I’m not talking about the athletes who were fighting their way back from injuries, or the ones who gave their all and were beaten, or even the ones who succumbed to the tremendous pressure of the Olympics. I’m talking about the ones who phoned it in.

When we look at real champions, we find something completely different. For example, how many times in his professional career do you think Jack Nicklaus failed to make his shot when a tournament depended on it? Once! Did he feel great and were the conditions perfect on every one of those winning occasions? Billie Jean King said explicitly that the mark of a champion is the ability to win when things are not quite right—when you’re not playing your best and your emotions are not the right ones. Here’s how she learned what being a champion meant.

King was in the finals of the U.S. Open playing against Margaret Smith, who was then at the height of her greatness. King had played her over a dozen times but had beaten her only once. In the first set, King played wonderfully. She didn’t miss one volley and she built a comfortable lead. Suddenly, the set was over and Smith had won it. In the second set, King again built an impressive lead and was serving to win the set, but before she knew it, Smith had won the set and the match.

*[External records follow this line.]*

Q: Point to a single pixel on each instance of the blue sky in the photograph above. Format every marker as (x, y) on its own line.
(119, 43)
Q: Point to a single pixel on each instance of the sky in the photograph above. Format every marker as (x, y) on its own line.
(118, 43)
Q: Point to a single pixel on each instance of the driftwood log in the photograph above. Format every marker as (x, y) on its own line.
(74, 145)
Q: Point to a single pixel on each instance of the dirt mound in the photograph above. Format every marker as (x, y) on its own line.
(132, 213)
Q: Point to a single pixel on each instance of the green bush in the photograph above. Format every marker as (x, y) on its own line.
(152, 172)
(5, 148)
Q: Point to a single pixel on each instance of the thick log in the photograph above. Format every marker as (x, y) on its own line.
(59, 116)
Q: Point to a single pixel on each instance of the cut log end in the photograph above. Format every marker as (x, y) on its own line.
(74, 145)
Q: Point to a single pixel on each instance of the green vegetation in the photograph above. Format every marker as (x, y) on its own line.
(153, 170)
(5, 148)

At first, King was befuddled. She had never built such a commanding lead in such an important match. But then she had a Eureka! moment. She suddenly understood what champions are: people who could lift their level of play when they needed to. When they are in a pinch, they suddenly “get around three times tougher.”

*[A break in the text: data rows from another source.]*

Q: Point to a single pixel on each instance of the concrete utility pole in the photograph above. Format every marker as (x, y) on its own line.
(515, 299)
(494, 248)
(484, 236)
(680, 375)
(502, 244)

Jackie Joyner-Kersee had her “Eureka” moment too. She was 15 years old and competing in the heptathlon at the AAU Junior Olympics. Everything now depended on the last event, the 800-meter race, an event she dreaded. She was exhausted and she was competing against an expert distance runner whose times she had never matched. She did this time. “I felt a kind of high. I’d proven that I could win if I wanted it badly enough. ...That win showed me that I could not only compete with the best athletes in the country, I could will myself to win.”

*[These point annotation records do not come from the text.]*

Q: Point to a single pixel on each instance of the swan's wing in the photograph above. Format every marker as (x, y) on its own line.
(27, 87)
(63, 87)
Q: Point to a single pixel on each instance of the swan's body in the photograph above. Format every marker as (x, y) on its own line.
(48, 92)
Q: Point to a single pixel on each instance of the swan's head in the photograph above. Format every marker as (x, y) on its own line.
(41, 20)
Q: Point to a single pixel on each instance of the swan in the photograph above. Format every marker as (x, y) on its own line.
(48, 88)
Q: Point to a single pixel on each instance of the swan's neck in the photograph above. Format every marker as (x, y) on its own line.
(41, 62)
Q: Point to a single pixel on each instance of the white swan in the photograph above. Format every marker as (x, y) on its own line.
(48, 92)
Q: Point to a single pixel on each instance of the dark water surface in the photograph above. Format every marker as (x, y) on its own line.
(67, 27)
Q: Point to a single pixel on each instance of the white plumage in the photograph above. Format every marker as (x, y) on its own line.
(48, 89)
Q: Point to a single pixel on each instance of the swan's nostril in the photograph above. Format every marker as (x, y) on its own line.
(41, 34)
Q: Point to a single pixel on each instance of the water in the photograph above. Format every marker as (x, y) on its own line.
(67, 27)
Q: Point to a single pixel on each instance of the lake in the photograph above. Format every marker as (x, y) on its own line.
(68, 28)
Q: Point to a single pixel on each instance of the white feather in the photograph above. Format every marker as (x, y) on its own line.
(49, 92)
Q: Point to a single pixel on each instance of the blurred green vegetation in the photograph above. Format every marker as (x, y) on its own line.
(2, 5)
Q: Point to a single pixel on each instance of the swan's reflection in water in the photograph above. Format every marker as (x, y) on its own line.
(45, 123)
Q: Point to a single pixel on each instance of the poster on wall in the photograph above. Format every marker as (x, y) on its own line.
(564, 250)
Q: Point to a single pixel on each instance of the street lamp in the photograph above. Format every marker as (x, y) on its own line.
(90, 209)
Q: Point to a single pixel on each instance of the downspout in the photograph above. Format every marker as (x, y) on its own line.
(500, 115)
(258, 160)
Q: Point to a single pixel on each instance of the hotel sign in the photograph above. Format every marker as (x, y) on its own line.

Mia Hamm said she was often asked “Mia, what is the most important thing for a soccer player to have?” With no hesitation, she answered, “Mental toughness.”

What happened to our 2006 Olympians? My hunch is that they were the victims of praise. Told constantly by well-meaning coaches, family, friends and fans how much talent they had, they relied too heavily on their talent to carry them through. My research shows that praising people’s talent—as opposed to their hard work or good strategies—does not give them mental toughness or lasting confidence. Instead, it makes them fragile in the face of pressure and adversity. They expect “it” to always be there when they need it and do not learn how to go and find it.

I did this research because I saw a whole generation of children being praised lavishly for their talent and intelligence in the name of self-esteem building. I have been waiting with some dread for this generation to grow up to see the effects of this praise. We saw it in Torino.